Chapter 5.

  It had been almost a year now. His son had grown quickly, though he was still totally reliant on his parents. They had to keep constant watch on him. As soon as he learned how to crawl, he was constantly trying to escape from their arms. In the evenings when they stopped, he scurried about, exploring everything about his surroundings. Then as he tired he always climbed back into his mother’s embrace where, while suckling contentedly, he soon fell asleep.

  It was on this night that the infant uttered his first intelligible sounds. Wrapped close in his mother’s arms, he snuggled, murmuring contentedly. “M-m-m, M-m, M-m-m, M-m.”

  Releasing her nipple from his lips, he looked up into his mothers eyes. “A-h-h, A-h, A-h-h, A-h.” A soft, high pitched squeal issued from his lips. She drew him even closer. He felt her warm breath on his brow. He felt the steady thump, thump, thump of her heart. His small, delicate fingers tangled themselves in her hair. His bliss was complete.

  He saw that small pools of tears had formed in the corners of her eyes. He watched as a tear began slowly moving down her cheek. Releasing his grip, he caught the tear on the tip of his finger, then drew it to his mouth. The taste was new, somehow pleasing and soothing at the same time.

  Emotion began welling up within him. Tears began rolling slowly down his cheeks too. His lips parted as his little tongue tasted the warm liquid.

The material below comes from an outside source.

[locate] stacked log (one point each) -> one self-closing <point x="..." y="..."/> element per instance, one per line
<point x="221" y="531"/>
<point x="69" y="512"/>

  “M-m, M-m-m.” he said. “M-m, M-m-m, Mah-h-h. . . . M-m-mah, m-mah!”

  At that moment the two young simians recognized that a threshold had been crossed. This was a new form of communication; one they knew they would never possess. Here, in their son, would reside the ability to communicate in a completely new way.

  The young mother’s thoughts flashed back to that night seemingly not so long ago, when they were still living with the old “family,” when she and also her eventual mate had been visited by that strange object in the night sky.

  What had happened to them that night had wrought a change within each of them which they both recognized. But not until this very moment had it occurred to her that more had happened then than she knew.